Forkast.Insights | What does it mean?

Enforcement of copyright has been a major pain point for everyone from retailers to content platforms. The problem of copyright enforcement isn’t just a problem for large firms. In fact, this is a scenario where smaller rights holders like bloggers can really benefit. A timestamp created when something is written to the blockchain is immutable, because of the inherent consensus mechanisms within the technology itself. If the courts see this blockchain record as proof of ownership, the precedent could be enormous. 


5. Funding highlights in Indonesia and Singapore

Payfazz — Indonesia, Series B, US$53 million

Jakarta-based finance platform Payfazz closed a $53 million round of capital funding, bringing its total funds raised to $74.1 million. This is the fourth round raised since the company was founded in 2016. Startup VC firm Y Combinator contributed to the round, while Singaporean Insignia Venture Partners and American B Capital Group led the funding. The application, which is seeing a slip in its download growth rate, according to publicly available data, is dedicated to assisting those without access to financial capital. A July 2018 mobile payments study by Google stated that roughly two out of three of Indonesians are unbanked, lacking any form of bank account or credit card. The firm hopes to stand out from the saturated payment market via advanced encryption technology for transactions.

ECXX Global — Singapore, Corporate Round, US$6 million 

Singaporean digital asset exchange platform ECXX Global raised $6 million in an equity deal with Malaysian property developer Hatten Land. In exchange for 20% of the company, Hatten Land hopes to take advantage of the exchange platform’s “technology [access] and strategic human capital.” The exchange’s main offerings are cryptocurrencies, including bitcoin, ether and litecoin. Through its focus on Singapore’s finance market, the firm wishes to expand crypto access. Hatten Land’s stock price lost 11.6% of its value following the announcement, leading to a negative YTD of 37% for the stock.

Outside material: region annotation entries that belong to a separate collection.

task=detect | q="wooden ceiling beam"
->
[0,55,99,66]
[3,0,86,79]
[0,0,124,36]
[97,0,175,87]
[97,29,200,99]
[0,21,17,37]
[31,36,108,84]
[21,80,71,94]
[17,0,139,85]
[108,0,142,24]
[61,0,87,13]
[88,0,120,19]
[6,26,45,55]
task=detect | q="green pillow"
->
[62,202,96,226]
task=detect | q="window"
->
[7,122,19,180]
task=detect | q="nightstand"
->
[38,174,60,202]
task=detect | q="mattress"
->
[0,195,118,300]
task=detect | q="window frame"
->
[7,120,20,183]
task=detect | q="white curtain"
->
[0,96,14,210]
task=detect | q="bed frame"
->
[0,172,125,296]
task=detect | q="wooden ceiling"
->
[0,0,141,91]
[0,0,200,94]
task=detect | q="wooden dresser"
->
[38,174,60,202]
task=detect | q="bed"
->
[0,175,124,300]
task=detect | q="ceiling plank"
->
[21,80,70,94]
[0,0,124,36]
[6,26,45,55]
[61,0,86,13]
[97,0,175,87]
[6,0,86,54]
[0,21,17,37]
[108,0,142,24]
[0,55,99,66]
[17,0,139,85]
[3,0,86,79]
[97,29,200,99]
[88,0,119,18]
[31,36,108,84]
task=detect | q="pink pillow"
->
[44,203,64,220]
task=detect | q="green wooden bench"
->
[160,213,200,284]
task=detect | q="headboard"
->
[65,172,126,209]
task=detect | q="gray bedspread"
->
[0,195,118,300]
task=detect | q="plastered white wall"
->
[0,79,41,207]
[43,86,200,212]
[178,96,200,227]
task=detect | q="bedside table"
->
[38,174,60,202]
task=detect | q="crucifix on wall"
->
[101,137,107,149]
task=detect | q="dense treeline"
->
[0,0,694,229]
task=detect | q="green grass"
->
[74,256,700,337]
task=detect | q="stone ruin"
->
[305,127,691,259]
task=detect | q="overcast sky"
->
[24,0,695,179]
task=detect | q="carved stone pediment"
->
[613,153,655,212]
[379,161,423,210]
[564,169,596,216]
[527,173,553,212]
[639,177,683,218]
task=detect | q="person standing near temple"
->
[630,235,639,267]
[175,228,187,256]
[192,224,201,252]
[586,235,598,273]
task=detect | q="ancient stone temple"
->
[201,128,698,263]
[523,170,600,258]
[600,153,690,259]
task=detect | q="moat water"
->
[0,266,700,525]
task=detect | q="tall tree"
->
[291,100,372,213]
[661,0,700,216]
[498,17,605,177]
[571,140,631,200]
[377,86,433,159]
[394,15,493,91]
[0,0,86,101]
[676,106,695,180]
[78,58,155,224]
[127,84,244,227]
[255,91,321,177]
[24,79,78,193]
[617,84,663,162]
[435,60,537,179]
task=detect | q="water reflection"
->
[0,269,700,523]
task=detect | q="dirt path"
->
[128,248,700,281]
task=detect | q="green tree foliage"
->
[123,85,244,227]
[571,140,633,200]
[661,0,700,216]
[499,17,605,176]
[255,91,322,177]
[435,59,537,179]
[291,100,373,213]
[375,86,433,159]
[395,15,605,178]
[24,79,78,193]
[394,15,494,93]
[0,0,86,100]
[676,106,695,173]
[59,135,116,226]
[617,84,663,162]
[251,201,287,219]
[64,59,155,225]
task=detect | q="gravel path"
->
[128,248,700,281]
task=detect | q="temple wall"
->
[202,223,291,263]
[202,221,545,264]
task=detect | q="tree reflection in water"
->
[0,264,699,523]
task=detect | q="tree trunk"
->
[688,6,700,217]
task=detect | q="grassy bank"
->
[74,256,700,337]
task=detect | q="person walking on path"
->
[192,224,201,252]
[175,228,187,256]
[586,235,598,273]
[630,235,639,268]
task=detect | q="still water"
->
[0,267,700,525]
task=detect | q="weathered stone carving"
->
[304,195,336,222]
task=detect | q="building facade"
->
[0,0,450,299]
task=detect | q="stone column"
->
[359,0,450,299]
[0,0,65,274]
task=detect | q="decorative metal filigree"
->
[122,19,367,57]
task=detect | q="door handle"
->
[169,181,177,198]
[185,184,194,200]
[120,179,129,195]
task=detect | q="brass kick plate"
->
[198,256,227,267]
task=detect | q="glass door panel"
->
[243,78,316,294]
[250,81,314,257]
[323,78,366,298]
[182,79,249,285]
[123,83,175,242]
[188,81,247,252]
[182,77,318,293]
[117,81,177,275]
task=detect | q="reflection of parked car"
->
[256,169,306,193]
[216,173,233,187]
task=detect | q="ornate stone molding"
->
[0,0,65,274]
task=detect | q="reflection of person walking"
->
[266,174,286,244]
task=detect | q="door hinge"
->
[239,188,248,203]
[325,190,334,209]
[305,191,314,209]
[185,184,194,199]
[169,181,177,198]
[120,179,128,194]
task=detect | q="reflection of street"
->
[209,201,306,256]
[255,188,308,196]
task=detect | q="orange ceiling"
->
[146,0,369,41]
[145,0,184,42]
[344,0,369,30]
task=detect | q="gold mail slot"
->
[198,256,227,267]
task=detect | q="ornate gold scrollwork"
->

Forkast.Insights | What does it mean?

This week was a slow one for funding rounds, but we can see that the action in Asia is divided between institutional faith in challenger banks and fintech as a tool to bring in emerging Asia’s lower class to the financial system, but as well as institutional skepticism about the validity of crypto exchanges and crypto assets as a business model. 

Payfazz’s push to bring more Indonesians into the traditional banking system puts it in a crowded, competitive market. It’s not quite clear where the tipping point is of challenger banks servicing this market, but with legacy banks in Indonesia like BRI investing in firms like Nium to enable Ripple, and other upstart remittances companies to integrate into their existing software stack, building out a new platform could become an expensive, risky venture. But inventors still see opportunities, hence the round. 

Now, on the other hand, Hatten Land’s push into crypto was met with skepticism by its investors. Conservative investors might be challenged to see the value proposition in the play, but with digital assets becoming more mainstream and tokenization opening up fractional ownership opportunities, it could also be the investors’ loss if they simply sat on the sidelines.